These meetings could help decide our climate future
Editor’s note: This page was published March 11, 2020. On March 13, the United Nations aviation agency adopted robust provisions to reduce climate pollution from airlines. Read our statement.
This month a group of officials, part of a United Nations agency you’ve probably never heard of, will make decisions that can have a big impact on the climate.
It’s a pivotal moment: What happens now will determine whether the world can meet its goal of cutting climate pollution from aviation.
While the coronavirus has people flying less for now, this pollution can last for centuries. So cutting aviation’s climate footprint is still urgent.
What you need to know
If aviation were a country, it would be one of the world’s top 10 emitters of carbon dioxide.
With tens of thousands of new airplanes expected to fly in the next few decades, greenhouse gas emissions from aviation are expected to triple by 2050, unless we act.
That’s why in 2016 representatives from 191 countries established an approach for cutting emissions.
It’s called CORSIA, short for Carbon Offsetting and Reduction Scheme for International Aviation, and it requires airlines to report pollution from all international flights.
Starting next year, airlines flying between countries that have volunteered to join the pilot phase will have to start reducing their emissions, with the initial goal of cutting climate pollution from their operations to 2019-2020 levels, even as air travel expands.
Airlines can reach that goal by cutting their own emissions — burning alternative fuels that emit less carbon dioxide over their life cycles.
Or they can make investments that reduce climate-changing emissions outside of the aviation industry. For instance, they could invest in renewable energy projects or in protecting forests.
Why this moment is so important
This month’s meetings of the U.N. agency dedicated to aviation — the International Civil Aviation Organization — are critical. That's because the agency will decide what kinds of investments (or “offsets”) are OK for the airlines.

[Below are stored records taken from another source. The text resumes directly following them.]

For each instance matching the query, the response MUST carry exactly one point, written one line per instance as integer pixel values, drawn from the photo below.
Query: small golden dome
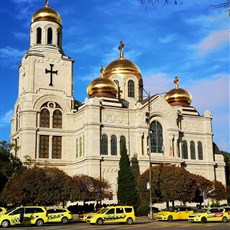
(122, 66)
(178, 96)
(46, 14)
(102, 87)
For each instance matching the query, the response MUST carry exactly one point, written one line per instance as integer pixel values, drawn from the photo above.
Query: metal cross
(51, 74)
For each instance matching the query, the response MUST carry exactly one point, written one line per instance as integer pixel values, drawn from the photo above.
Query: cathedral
(53, 129)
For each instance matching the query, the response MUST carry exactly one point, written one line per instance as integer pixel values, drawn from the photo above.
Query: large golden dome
(102, 87)
(46, 14)
(178, 96)
(122, 66)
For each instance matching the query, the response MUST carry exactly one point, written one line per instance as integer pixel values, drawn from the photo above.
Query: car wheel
(129, 221)
(224, 219)
(99, 221)
(203, 220)
(64, 220)
(5, 223)
(39, 222)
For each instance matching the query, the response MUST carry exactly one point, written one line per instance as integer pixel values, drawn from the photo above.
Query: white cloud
(212, 42)
(168, 38)
(211, 93)
(10, 52)
(11, 56)
(5, 119)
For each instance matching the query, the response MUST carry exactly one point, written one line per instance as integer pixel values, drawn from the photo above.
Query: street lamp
(149, 153)
(101, 159)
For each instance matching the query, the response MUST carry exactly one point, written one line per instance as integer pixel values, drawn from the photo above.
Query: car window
(10, 210)
(128, 210)
(17, 211)
(111, 211)
(119, 210)
(213, 210)
(29, 210)
(56, 210)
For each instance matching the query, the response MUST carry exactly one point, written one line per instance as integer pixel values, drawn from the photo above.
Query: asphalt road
(140, 224)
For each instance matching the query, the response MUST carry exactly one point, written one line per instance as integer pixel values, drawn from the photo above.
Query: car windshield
(169, 209)
(101, 210)
(201, 210)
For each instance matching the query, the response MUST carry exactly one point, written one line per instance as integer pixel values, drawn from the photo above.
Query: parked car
(2, 210)
(174, 213)
(84, 216)
(24, 215)
(113, 214)
(211, 214)
(62, 215)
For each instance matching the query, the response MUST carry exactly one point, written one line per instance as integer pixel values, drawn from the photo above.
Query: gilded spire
(176, 82)
(47, 3)
(102, 70)
(121, 48)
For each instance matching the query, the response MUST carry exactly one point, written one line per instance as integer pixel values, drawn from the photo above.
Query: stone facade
(53, 129)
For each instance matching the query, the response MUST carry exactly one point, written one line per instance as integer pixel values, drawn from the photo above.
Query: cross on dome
(121, 48)
(102, 70)
(176, 82)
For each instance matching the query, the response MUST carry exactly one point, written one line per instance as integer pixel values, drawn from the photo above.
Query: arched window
(39, 35)
(192, 150)
(131, 88)
(122, 143)
(50, 36)
(44, 146)
(184, 150)
(113, 145)
(17, 119)
(80, 152)
(45, 118)
(142, 144)
(57, 119)
(156, 137)
(56, 147)
(104, 144)
(200, 151)
(59, 39)
(77, 148)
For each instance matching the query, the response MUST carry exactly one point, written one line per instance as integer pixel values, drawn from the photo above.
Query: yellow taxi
(221, 214)
(62, 215)
(24, 215)
(2, 210)
(84, 216)
(174, 213)
(113, 214)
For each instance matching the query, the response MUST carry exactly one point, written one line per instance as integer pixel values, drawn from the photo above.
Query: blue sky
(190, 40)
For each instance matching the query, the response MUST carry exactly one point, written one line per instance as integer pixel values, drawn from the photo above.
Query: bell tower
(45, 91)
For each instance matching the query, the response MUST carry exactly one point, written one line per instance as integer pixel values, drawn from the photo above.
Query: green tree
(86, 188)
(169, 183)
(127, 193)
(44, 186)
(8, 163)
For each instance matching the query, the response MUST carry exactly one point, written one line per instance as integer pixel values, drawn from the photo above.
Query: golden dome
(46, 14)
(178, 96)
(102, 87)
(122, 66)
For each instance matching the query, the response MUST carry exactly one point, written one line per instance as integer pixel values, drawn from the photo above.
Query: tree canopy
(127, 193)
(48, 186)
(8, 163)
(171, 183)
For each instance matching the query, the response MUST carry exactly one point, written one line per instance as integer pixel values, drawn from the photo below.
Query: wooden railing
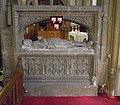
(13, 92)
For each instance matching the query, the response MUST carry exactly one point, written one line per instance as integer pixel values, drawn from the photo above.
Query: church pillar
(51, 2)
(79, 2)
(115, 51)
(71, 2)
(87, 2)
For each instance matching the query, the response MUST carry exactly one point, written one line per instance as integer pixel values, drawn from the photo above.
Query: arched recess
(77, 20)
(43, 27)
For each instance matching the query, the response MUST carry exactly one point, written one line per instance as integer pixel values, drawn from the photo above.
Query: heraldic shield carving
(56, 22)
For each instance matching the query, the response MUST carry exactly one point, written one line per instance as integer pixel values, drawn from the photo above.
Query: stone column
(71, 2)
(51, 2)
(87, 2)
(94, 2)
(115, 51)
(36, 2)
(79, 2)
(23, 2)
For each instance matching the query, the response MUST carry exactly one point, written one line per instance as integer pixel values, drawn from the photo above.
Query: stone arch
(26, 21)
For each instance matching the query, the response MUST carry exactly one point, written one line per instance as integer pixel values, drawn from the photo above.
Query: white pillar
(51, 2)
(79, 2)
(36, 2)
(71, 2)
(94, 2)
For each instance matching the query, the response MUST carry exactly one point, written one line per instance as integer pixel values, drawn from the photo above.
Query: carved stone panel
(56, 66)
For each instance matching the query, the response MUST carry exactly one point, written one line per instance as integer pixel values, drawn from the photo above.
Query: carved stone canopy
(28, 15)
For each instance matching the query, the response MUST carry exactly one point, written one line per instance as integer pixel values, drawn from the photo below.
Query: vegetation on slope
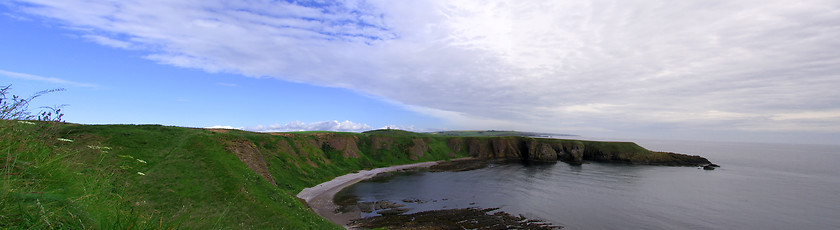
(151, 176)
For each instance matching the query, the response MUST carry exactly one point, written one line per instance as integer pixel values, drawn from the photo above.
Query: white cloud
(45, 79)
(222, 127)
(345, 126)
(541, 65)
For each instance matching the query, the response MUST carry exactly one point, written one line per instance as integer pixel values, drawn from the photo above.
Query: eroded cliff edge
(530, 149)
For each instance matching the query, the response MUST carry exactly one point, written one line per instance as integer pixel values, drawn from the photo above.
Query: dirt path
(320, 197)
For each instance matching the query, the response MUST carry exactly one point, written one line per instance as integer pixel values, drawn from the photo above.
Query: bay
(759, 186)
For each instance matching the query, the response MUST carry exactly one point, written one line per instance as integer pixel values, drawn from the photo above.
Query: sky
(757, 71)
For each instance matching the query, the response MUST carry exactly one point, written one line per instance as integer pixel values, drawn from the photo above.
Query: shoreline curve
(320, 197)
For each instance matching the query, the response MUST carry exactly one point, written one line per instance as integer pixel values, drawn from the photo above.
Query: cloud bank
(600, 66)
(345, 126)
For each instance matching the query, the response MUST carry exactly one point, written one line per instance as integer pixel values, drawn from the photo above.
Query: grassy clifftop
(150, 176)
(153, 177)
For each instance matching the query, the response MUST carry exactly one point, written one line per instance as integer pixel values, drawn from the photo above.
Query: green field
(159, 177)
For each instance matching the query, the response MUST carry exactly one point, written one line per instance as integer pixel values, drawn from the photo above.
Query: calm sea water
(759, 186)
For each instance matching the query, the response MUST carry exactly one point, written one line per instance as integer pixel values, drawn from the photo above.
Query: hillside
(495, 133)
(152, 176)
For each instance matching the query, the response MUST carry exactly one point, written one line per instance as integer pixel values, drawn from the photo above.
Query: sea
(758, 186)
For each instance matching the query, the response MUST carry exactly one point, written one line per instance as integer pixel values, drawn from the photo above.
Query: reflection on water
(759, 186)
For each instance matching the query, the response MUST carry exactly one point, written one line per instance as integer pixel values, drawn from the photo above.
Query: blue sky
(740, 71)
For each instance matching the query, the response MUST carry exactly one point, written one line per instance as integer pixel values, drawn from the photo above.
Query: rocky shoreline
(347, 211)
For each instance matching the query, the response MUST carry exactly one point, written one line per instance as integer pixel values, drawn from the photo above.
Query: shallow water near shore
(759, 186)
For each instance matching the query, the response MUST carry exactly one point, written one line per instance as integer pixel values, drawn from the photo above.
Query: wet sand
(320, 197)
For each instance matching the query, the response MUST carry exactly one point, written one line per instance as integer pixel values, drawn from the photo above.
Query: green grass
(69, 176)
(489, 133)
(158, 177)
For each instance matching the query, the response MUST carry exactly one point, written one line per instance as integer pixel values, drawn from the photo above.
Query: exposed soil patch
(464, 164)
(248, 153)
(467, 218)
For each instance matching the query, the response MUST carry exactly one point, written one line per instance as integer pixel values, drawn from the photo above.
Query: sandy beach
(320, 197)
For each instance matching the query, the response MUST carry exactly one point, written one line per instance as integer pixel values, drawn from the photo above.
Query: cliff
(152, 176)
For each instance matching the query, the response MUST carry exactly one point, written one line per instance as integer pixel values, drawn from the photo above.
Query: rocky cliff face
(327, 147)
(574, 151)
(545, 150)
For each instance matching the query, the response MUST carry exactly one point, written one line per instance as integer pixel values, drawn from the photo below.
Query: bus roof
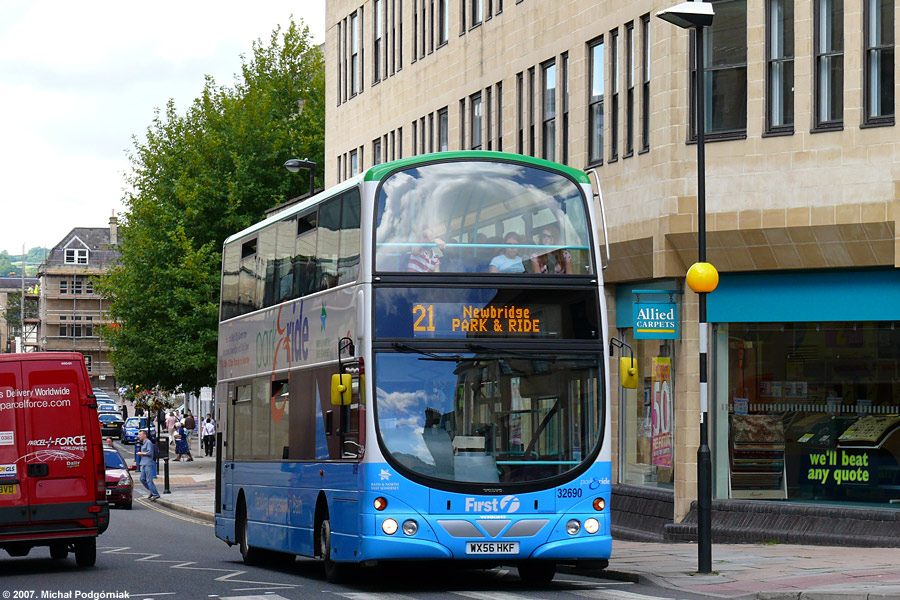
(379, 172)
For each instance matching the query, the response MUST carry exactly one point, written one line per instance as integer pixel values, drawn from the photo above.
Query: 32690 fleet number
(568, 492)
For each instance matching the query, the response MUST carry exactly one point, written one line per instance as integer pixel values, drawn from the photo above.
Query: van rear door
(60, 459)
(13, 492)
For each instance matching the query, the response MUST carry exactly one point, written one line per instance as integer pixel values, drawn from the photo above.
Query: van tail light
(100, 473)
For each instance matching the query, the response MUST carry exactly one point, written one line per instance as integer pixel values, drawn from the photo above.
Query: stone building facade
(803, 198)
(72, 310)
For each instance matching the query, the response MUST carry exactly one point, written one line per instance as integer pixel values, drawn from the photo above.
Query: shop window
(813, 411)
(647, 417)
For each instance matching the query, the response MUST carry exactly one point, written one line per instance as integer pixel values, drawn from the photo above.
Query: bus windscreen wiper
(406, 348)
(531, 355)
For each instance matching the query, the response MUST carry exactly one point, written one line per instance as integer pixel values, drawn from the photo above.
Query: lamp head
(294, 165)
(688, 15)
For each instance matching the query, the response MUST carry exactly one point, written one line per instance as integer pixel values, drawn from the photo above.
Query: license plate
(492, 547)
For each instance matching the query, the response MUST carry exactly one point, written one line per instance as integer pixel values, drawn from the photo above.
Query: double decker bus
(411, 367)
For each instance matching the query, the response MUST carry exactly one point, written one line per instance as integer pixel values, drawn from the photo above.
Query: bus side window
(305, 255)
(348, 263)
(231, 269)
(328, 244)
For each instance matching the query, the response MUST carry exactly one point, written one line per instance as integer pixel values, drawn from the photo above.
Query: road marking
(171, 513)
(615, 595)
(230, 575)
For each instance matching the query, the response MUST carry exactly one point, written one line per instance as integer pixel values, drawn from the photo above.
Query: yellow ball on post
(702, 277)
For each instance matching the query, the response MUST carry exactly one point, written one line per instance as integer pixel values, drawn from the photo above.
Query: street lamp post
(294, 165)
(701, 277)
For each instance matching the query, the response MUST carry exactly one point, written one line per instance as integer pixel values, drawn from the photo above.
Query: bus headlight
(389, 526)
(410, 527)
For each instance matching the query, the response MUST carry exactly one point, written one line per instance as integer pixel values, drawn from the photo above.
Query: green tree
(195, 180)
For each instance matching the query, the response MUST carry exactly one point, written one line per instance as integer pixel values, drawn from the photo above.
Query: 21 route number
(420, 312)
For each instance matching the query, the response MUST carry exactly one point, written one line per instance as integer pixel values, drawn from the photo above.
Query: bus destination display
(453, 319)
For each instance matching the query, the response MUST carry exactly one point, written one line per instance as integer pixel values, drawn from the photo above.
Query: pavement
(742, 571)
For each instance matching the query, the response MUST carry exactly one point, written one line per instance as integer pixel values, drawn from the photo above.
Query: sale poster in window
(662, 412)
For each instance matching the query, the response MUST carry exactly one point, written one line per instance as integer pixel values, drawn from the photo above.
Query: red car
(119, 484)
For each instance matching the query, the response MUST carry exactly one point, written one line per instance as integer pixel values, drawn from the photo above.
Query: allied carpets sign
(655, 320)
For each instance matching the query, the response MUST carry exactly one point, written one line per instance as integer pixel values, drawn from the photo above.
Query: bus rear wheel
(86, 552)
(252, 556)
(537, 572)
(334, 571)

Some are pushing for questionable options, including those that could lead to double-counting: An emissions reduction would be counted once by the country that made the cut, and again by an airline that bought that offset.
Those might be cheap, but they won’t protect the climate.
If the U.N. aviation agency is doing its job responsibly, it will demand high-quality investments that actually cut climate pollution, so they really do balance out the emissions from airplanes.
If the agency gets this right, consumers, governments and the public will be able to hold the aviation sector accountable for its responsibility to the climate.